Remove Turing-completeness: Languages of restricted expressive power may have decidable nontrivial behavioral properties; for example, equivalence of regular expressions, which allows guaranteed optimization of regular expression matching.
Make the property trivial; that is, make it (or its negation) hold for all programs. In other words, build it into the programming language. This is what static type systems and emerging technologies such as proof-carrying code can provide. They constitute a cunning turning of the tables: Instead of program analysis fighting an uphill battle against arbitrary programs thrown its way it forces the programmer to provide what amounts to a checkable proof that the program has the desired property. Very often we need to analyze general-purpose programs without the privilege of foresight provided by the programmer and enforced by the programming language, however. This leaves only the third possibility:
Allow approximate answers; that is, allow the program analysis to return "don’t know" answers or to run forever (which is practically tantamount to "don’t know"). Since a "don’t know" answer constitutes a false positive whenever the (desirable) property really holds, a key challenge is designing a program analysis to be sufficiently precise for its intended application so it does not drown its user (whether human or another system such as a compiler) in false positives: An analysis returning 1,000 warnings ("don’t know") of which only 10 turn out to be bonafide bugs may not be practically useful.

The following paper provides a powerful sound static analysis framework for C programs and nontrivial behavioral properties. The authors show that a precise compositional program analysis that is context-sensitive and path-sensitive is possible for huge code bases of central importance to our day-to-day computing infrastructure. In particular, they show that null derefence bugs, which require interprocedural data flow analysis, can be found without drowning them in false positives.

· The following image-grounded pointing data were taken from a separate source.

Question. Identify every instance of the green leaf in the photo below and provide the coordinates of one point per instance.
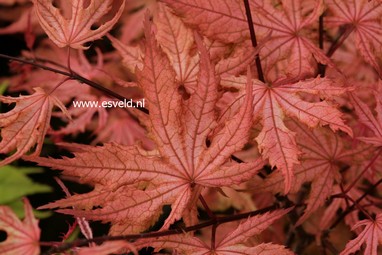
(15, 184)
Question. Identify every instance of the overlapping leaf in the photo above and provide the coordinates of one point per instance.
(287, 25)
(273, 102)
(233, 243)
(131, 185)
(22, 236)
(26, 124)
(77, 30)
(364, 18)
(371, 236)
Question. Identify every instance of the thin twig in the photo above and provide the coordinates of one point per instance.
(131, 238)
(253, 39)
(75, 76)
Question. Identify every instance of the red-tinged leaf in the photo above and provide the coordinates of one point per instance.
(251, 227)
(177, 42)
(77, 30)
(22, 236)
(272, 102)
(131, 56)
(366, 117)
(219, 19)
(131, 185)
(233, 243)
(281, 28)
(26, 124)
(107, 248)
(364, 18)
(289, 44)
(371, 236)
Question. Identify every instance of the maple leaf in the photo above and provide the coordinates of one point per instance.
(273, 101)
(26, 124)
(367, 117)
(22, 237)
(232, 243)
(371, 236)
(177, 42)
(131, 185)
(77, 30)
(323, 155)
(107, 248)
(283, 27)
(364, 18)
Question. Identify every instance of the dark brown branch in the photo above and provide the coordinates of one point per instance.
(131, 238)
(321, 34)
(253, 39)
(75, 76)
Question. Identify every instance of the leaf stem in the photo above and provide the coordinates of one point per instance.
(75, 76)
(344, 33)
(350, 209)
(321, 34)
(372, 161)
(253, 39)
(131, 238)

Their starting point is an abstract model of a program where infinite domains are finitely approximated and certain steps are replaced by nondeterministic steps resulting in unknown results; for example, the integers may be replaced by a single abstract value (representing all integers) and the result of an arithmetic comparison may be approximated by a nondeterministic choice of a Boolean value for the result. We can think of these steps as internal choices: the abstract model just performs the internal choices without external control. This abstraction is familiar from software model checking.

The authors contend it is important for practical precision to model the results of internal choices as unknowns: once a choice is performed the result is unknown, but every time we need the value it is the same. Their key insight is we are typically only interested in whether an abstracted function has a property for all possible sequences of internal choices in its body or for some particular sequence, or indeed both. This is captured by logical constraints for the input-output relation of a function where all the internal choices are universally, respectively existentially bound.

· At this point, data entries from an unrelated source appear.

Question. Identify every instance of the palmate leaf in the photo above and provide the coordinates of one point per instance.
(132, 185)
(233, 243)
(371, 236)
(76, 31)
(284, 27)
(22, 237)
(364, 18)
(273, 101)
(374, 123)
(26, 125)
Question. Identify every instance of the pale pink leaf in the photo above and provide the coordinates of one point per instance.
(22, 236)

The paper outlines conceptually independent and generally applicable steps assembled into a solution pipeline: quantifier elimination, symbolic fixed-point computation to compute closed forms for recursive constraints, and finally constraint solving, bringing together and leveraging techniques ranging from the foundation of (Boolean) logic to state-of-the-art SAT-solving. Their execution requires care, as the authors explain aided by their selection of an illustrative fragment of C and a running example developed from source code to analysis result.

The challenge of bug hunting in large C code bases has seen the rise and application of techniques that are neither sound nor complete nor even stable: their result may depend on the machine load, other programs analyzed before or simultaneously, and other factors completely extrinsic to the program at hand. A bug is a bug, whichever way you catch it, the argument goes. This paper illustrates that the days of feasible, well-specified, sound, and sufficiently precise static program analysis for bug hunting even in huge code bases are not numbered.